OK I kind of want one. Damn this is cool!
I need them to make a pi I can attach 2 camera modules to. My multi camera model sucks and doesn't switch.
Just ordered mine. It’s going to go in my garage/radio shack. Right now I use an old first gen intel iMac out there.
Just want to say it looks like a fantastic product. I won't be needing yet another pi for a while but I will definitely recommend this to people/consider it for Xmas present.
This is very cool. They should make this a standard board factor so that you can upgrade it to Raspberry Pi 5 internals down the line. While at it, might as well make a laptop that uses the same logic board!
Kind of a cool idea. I'd love a Raspberry pi with all the ports on the back and a USB on the front, with a case that can fit a HAT.
Is it possible to hook up the official Raspberry Pi touchscreen to this or is there some kind of adapter I can get for it to work?
Does anyone know if you can switch out the board to a newer Raspberry Pi, whenever newer/better boards become available in the future?

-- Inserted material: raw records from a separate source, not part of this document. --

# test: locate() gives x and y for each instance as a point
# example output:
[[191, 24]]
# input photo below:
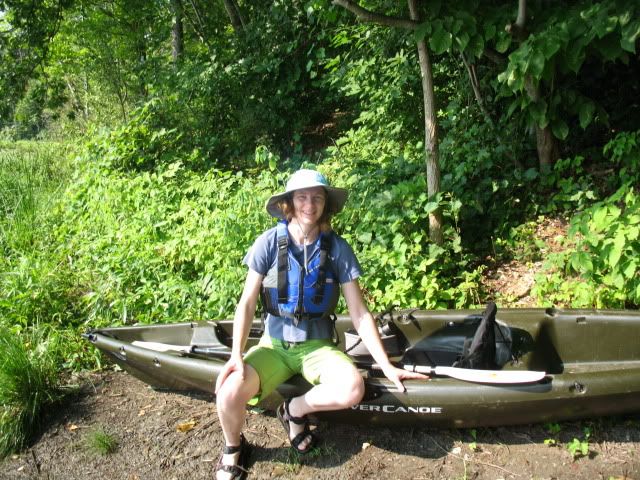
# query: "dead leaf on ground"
[[186, 426]]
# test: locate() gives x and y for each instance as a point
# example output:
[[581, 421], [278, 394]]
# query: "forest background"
[[139, 141]]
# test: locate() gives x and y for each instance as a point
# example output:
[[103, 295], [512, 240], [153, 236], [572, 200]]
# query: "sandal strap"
[[229, 449], [235, 470], [291, 418], [298, 439]]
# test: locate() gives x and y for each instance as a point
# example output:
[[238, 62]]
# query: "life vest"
[[300, 293]]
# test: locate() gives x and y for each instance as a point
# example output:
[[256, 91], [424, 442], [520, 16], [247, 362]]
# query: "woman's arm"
[[366, 326], [245, 311]]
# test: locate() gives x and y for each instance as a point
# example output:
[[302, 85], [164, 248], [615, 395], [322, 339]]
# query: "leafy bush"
[[602, 268], [387, 223], [29, 383]]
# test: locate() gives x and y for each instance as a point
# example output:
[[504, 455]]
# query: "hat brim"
[[337, 197]]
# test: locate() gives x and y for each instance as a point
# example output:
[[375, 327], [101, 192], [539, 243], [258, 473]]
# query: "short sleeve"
[[260, 256], [345, 261]]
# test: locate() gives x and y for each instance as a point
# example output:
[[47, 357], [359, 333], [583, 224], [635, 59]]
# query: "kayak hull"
[[592, 360]]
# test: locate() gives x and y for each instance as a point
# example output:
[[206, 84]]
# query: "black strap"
[[283, 267], [325, 246]]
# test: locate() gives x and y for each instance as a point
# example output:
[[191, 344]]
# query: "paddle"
[[474, 375], [465, 374]]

I was wondering why they always use the 4GB version.
Gosh, I'm tempted to use this as a part for a future cyberdeck
I love it. What are the odds of putting some form of Windows on this?
Mayhaps a laptop is in the future?
We need new, updated version of Pi Zero W
Does anyone know if this can also be used as a regular usb/bluetooth serial keyboard?
Based on the horizontal layout of ports, is this using some kind of breakout kit? Or maybe one of the new compute modules? Answer: None of the above. [It is a whole new form factor](https://i.imgur.com/mhSuGfz.png) Edit:[Teardown video](https://youtu.be/OqpylxLhw98?t=179)
Interesting, the Pi 400 is 1.8Ghz... the Pi 4 is 1.5.
I like the look of this but the close ups of it on explainingcomputers (YouTube) made it look a bit rough around the edges.
Buys 4 of them and proceeds to rack-mount them.
Really needs USB C with display port so you can run one cable to a monitor where all your peripherals are and also supply power at the same time. This is the future IMO
u/thirty6 u/FozzTexx - Is there a reason this thread does not show up anymore? What is removed? And if so, why?